Finally, it is interesting to note that three human serpins use protein sequences outside the serpin scaffold as key exosites. HCII utilizes an N-terminal extension to bind to exosite I of thrombin (12), and similarly, α2-antiplasmin contains an extensive C-terminal extension that functions to bind the Kringle domains of plasmin (13). The x-ray crystal structure of α2-antiplasmin reveals that the C terminus is positioned appropriately near the RCL to bind to the peptidase (Fig. 1C). Finally, the crystal structure of the protein Z-dependent inhibitor (SERPINA10) of fXa reveals that the serpin recruits protein Z via a binding site centered on sheet C (14). Whereas the full ternary complex (SERPINA10-protein Z-fXa) remains to be determined, modeling studies suggest that the epidermal growth factor domain of protein Z is placed to assist in recruiting fXa (Fig. 1D).
Taken together, these results show that the RCL sequence itself provides insufficient information for determining actual peptidase target(s), as some targets poorly recognize certain RCL sequences in the absence of regulatory cofactors. Thus, the identification of specificity-determining exosites is of therapeutic interest because these sites represent potentially important new targets for development of molecules that block or enhance serpin-peptidase interactions.

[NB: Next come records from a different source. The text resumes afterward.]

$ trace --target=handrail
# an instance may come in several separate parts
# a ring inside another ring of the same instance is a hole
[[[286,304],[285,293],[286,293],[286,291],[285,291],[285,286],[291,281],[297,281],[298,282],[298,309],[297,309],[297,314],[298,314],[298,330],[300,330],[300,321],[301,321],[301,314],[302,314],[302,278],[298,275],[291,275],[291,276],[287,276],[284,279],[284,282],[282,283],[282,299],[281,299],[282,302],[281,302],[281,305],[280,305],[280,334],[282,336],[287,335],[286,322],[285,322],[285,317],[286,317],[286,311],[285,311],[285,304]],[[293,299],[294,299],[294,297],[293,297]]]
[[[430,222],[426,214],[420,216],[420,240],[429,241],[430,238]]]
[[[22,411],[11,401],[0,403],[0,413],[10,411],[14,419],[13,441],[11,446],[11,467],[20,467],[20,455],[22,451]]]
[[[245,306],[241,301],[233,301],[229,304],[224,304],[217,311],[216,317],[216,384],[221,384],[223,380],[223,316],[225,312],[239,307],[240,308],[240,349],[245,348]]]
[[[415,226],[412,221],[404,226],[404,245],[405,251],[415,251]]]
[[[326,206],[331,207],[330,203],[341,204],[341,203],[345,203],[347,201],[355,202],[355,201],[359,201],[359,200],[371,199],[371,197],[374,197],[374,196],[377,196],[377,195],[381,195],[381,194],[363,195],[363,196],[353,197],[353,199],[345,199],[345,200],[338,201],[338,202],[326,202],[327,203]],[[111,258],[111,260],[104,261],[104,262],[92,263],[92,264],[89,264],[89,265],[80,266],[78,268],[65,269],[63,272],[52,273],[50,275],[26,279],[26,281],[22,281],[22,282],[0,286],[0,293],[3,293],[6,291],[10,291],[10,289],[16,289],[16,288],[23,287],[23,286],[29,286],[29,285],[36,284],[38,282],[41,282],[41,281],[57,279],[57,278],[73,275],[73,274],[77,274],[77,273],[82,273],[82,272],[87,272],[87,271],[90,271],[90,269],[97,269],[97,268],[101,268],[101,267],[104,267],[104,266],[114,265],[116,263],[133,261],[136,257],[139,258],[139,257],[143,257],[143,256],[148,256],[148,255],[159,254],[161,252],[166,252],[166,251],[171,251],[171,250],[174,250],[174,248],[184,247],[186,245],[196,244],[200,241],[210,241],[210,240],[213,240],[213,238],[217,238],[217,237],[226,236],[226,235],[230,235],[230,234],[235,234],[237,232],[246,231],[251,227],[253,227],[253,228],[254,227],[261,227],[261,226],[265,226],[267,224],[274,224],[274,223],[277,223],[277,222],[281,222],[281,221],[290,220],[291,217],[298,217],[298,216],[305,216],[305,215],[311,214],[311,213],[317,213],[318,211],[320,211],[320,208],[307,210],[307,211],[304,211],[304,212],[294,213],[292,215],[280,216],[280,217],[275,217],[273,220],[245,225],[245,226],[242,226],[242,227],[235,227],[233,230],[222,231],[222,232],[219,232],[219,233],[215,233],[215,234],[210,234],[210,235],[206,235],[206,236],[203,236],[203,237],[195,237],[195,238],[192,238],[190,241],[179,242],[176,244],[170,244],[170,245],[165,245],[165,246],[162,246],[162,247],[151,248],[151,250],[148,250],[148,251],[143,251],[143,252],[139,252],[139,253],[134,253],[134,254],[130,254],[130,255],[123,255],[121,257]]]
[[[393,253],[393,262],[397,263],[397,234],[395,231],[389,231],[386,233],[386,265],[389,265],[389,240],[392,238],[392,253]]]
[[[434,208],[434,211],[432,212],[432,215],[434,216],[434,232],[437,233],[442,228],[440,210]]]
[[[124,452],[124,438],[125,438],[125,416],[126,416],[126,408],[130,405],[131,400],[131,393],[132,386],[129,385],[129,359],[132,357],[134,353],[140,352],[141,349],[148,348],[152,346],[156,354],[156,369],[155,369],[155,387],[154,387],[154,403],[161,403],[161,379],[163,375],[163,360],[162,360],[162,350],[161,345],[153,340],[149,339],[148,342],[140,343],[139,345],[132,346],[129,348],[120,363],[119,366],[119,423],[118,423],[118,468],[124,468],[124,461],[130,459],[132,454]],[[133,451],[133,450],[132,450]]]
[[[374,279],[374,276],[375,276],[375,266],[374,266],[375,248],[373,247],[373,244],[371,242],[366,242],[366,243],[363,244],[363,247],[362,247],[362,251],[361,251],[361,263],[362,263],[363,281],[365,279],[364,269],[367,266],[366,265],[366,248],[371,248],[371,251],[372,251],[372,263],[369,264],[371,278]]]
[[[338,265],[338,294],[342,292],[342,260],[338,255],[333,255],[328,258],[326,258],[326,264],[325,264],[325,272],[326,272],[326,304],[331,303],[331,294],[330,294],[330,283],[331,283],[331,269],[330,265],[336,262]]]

Domain-swapped Model of Serpin Polymerization
The use of serpins to modulate diverse molecular pathways predicts that serpin mutations will yield a wide range of disease phenotypes. Indeed loss-of-function mutations associated with α1AT, antithrombin, and C1 esterase inhibitor (SERPING1) result in emphysema, thrombosis, and angioedema, respectively. Historically, these loss-of-function mutations underpin the clinical deficiencies that are classified as either type 1 (absent or decreased circulating levels below a critical threshold of a functionally normal protein) or type 2 (normal circulating levels of a dysfunctional protein). A spectrum of genetic mutations (missense, nonsense, indels) leads to these classes of deficiencies (15). However, several of the missense mutations also induce toxic gain-of-function phenotypes by encoding full-length molecules that are prone to misfolding and/or polymer formation. For example, the Z mutation (E342K) of α1AT leads to the accumulation of misfolded and polymerized protein within the endoplasmic reticulum of hepatocytes (16). The marked decrease in circulating levels of α1AT (the major anti-peptidase in extracellular fluids) predisposes to emphysema, a loss-of-function phenotype (17). In contrast, the accumulation of misfolded or aggregated α1AT in hepatocytes probably leads to overloading of protein quality control systems, resulting in cellular injury and the development of cirrhosis, a toxic gain-of-function phenotype. Collectively, toxic gain-of-function phenotypes observed with destabilizing mutations have been termed the serpinopathies (18). Because full-length serpins associated with the serpinopathies retain some functional inhibitory activity, a better understanding of the mechanism of serpin polymer formation could lead to therapeutic strategies designed to block serpin accumulation and to enhance secretion and thereby treat both disease phenotypes.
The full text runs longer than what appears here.